03 · Dynamic history

On Patchwork we’re exploring dynamic history: auto-saving every change to a document, and flexibly querying that granular history.

Our first prototype, here shown querying dynamic history views of this post.

We seek to combine the best aspects of two paradigms:

  1. Mobile and web apps typically autosave every change.
  2. Traditional desktop apps require the user to manually save and name files. Similarly, developer version control tools require explicit commits with a commit message.

Auto-saving requires less effort by users, supports live collaboration, and avoids accidentally losing work. But manual savepoints are useful for indicating milestones, which helps with collaboration and understanding history.

Dynamic history is thus:

Different groupings of the same underlying changes.
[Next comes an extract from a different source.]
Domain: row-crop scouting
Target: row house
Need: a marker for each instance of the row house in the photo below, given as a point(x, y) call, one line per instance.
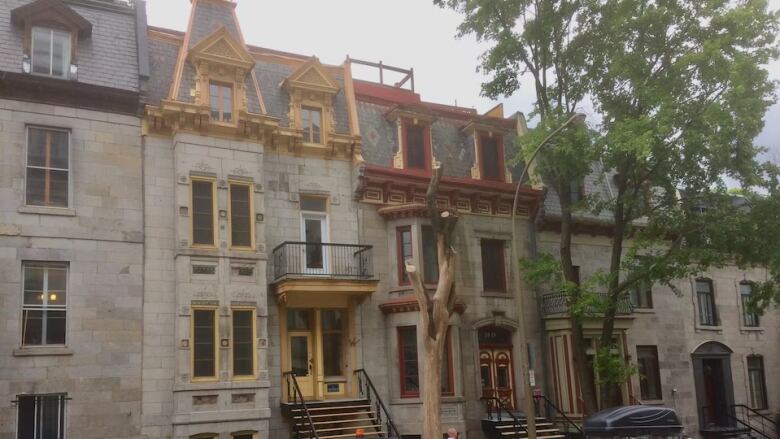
point(71, 219)
point(199, 235)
In using this first prototype to work on real documents, we’ve found that it’s useful to have multiple ways of querying history. For example, zooming out to see a big batch of edits from many authors over the course of a few days, or zooming in to see very small edits from a single author.

In practice, though, it seems most cases can be supported by a small set of groupings, such as by author and edit time. So we plan to build default user-facing views based on these groupings, while still preserving the ability to query more flexibly in rarer situations.

One more thing: in many tech stacks, supporting dynamic history might take a lot of engineering effort. But we’re building on top of Automerge, which already tracks the full change history. In an upcoming post, we’ll share more about why Automerge gives us a strong foundation for user-facing version control.